— Milton. — saludé secamente y con desprecio evidente.
— Mi queridísima Emma. — me regaló una enorme sonrisa juntando sus manos.
Mis ojos viajaron a sus alas.
— Alguien me dijo que me buscabas. — le dije con indiferencia y poniéndome firme.
— Bueno en realidad solo quería darte unos avisos.
— No tengo tu tiempo. — lo invité a hablar.
— En primera, deberías agradecerme por no haberte cortado esas hermosas alas, de lo contrario, estarías doblegándote de dolor aún. — me observó fríamente haciendo que un escalofrío me recorriera la espalda.
— No tengo nada que agradecerte. — escupí con asco. — Que tú hayas cometido un error al no quitármelas cuando tuviste oportunidad no significa que tenga que hacerlo. Tu error. — finalicé apuntándolo con la mano.
Él me dio una sonrisa arrogante.
Me gire decidida a irme.
— Aún no logro entender lo que Steve vio en ti. — me recorrió con la vista. — Que lástima que te haya olvidado tan rápido.
Apreté mis puños lo más fuerte que pude, y las lágrimas picaron en mis ojos.
— Pero bueno. — rectificó Milton. — No vine a darte malas noticias que amarguen tu vida. — miró sus manos. — Te vengo a ofrecer una propuesta. — me mostró una sonrisa.
— Habla ya. — dije mirando fijamente sus ojos.
— Tú regresas al cielo. — soltó de repente.
Mis ojos se abrieron con asombro al igual que mi boca.
Definitivamente no me lo esperaba.
— Huele a gato encerrado. — le dije sospechando.
— Ni encierro ni gato. — me dijo sentándose en una roca. — Solo eso, tú vuelves, tu hermano deja de molestar y tú recuperas tus alas como eran antes.
— ¿Y qué ganas tu? — pregunté entrecerrando mis ojos.
— Emma, me ofendes. — se llevó una mano al pecho. Lo miré de mala gana. — Bien, bien. Solo mi reputación de dominante vuelve.
Claro, el ser que lo reta corre a pedirle perdón.
No ésta vez Milton.
— Ajá, y yo soy un alma en pena. — me crucé de brazos. — Qué es lo que ganas en realidad. Qué pasaría si acepto. — lo interrogué.
— Tú vuelves... — me miró fijamente. — Esto es muy difícil de explicar. — se restregó el rostro. — Mi padre dice que un buen comandante necesita a una esposa a su lado. — explicó. — Nadie existe en este mundo con tu belleza singular, Emma. — tomó mi mechón de cabello y yo lo aparté con brusquedad.
— No. Prefiero desatar la peor de las guerras a verme esposada contigo. — le di una mirada asesina.
Despegué mis alas y volé de regreso a casa.
Prepárate Emma. Milton moverá cielo y tierra para encontrarte.
A Milton no se le dice que no.
(...)
Aterricé en la entrada de mi ventana y al guardar mis alas dos plumas cayeron. Delicadamente las tomé en mis manos y las guardé con las demás.
Abajo se escuchaban voces amortiguadas. Era Aine, pero no logré identificar la voz de la otra persona.
Raramente no tenía ganas de ver el sol resplandecer.

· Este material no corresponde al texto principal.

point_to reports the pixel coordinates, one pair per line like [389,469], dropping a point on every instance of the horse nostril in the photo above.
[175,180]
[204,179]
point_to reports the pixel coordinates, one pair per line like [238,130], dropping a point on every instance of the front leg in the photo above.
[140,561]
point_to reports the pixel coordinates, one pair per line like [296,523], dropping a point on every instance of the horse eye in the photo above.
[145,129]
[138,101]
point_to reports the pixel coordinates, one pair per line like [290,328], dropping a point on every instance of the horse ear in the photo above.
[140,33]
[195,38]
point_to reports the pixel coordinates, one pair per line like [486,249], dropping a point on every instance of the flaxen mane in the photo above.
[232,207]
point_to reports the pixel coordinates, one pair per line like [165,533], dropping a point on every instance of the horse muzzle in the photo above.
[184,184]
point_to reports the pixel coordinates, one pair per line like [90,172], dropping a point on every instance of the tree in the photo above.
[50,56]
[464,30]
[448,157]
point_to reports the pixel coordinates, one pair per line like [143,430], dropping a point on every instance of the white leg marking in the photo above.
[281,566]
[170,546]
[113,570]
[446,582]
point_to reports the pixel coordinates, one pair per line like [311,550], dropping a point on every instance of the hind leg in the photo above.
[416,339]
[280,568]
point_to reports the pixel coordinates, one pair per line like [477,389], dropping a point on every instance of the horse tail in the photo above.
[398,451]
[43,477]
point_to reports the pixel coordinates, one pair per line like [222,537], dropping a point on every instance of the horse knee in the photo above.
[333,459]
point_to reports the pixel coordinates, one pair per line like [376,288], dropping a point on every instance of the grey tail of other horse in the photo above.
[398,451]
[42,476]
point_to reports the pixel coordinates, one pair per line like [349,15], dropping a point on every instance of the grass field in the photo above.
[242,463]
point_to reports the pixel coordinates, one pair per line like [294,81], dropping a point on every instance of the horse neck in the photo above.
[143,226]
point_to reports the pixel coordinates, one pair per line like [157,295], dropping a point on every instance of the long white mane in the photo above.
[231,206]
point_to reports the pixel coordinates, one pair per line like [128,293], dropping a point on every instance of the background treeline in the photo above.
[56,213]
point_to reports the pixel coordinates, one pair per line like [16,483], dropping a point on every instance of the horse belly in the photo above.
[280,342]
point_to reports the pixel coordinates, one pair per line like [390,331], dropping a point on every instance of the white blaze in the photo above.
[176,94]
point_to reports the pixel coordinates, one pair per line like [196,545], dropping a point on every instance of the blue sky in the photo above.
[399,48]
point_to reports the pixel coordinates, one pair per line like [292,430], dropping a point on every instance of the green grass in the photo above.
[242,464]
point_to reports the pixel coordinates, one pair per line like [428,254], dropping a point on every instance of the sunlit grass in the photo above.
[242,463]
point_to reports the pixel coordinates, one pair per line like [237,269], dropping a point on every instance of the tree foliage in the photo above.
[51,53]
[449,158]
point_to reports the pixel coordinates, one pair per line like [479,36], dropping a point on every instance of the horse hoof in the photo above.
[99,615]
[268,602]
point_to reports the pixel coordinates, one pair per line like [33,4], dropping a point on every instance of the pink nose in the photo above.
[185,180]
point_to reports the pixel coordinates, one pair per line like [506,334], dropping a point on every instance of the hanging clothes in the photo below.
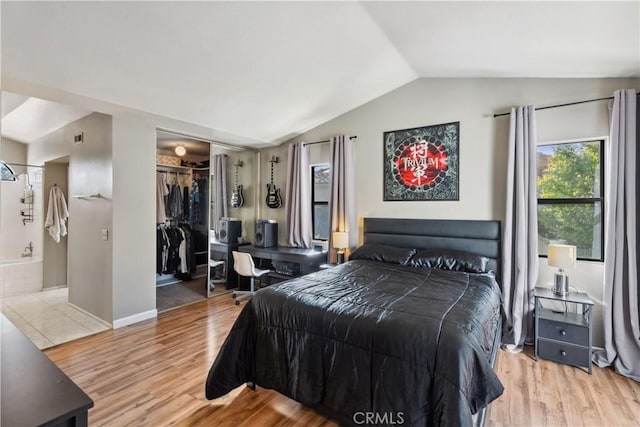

Pero si era algo que me atormentaba la mente eran las palabras de Milton.
¿Yo? ¿Su esposa?
Ni muerta.
Las voces de Aine y la otra persona se acercaban por el pasillo que conducía a mi habitación.
Rápidamente me puse el pijama y me metí entre las sábanas simulando dormir, pero no cerré los ojos tratando de distinguir esa voz...
Los pasos se detuvieron detrás de mi puerta. La voz no identificada aún discutía en voz baja con Aine.
Sin poder aguantar más, me quité las sábanas y caminé descalza hasta la puerta, desarreglando mi pelo en el transcurso para hacer más evidente mi reciente despertar.
Abrí la puerta dando un bostezo falso.
— Aine, pensé que te dije que no me dejaras dormir tanto. — dije viéndola.
Aine y un joven rubio platino, de ojos color miel, de unos uno noventa y algo, vestido con una chaqueta y jeans negros, me miraron sorprendidos desde fuera.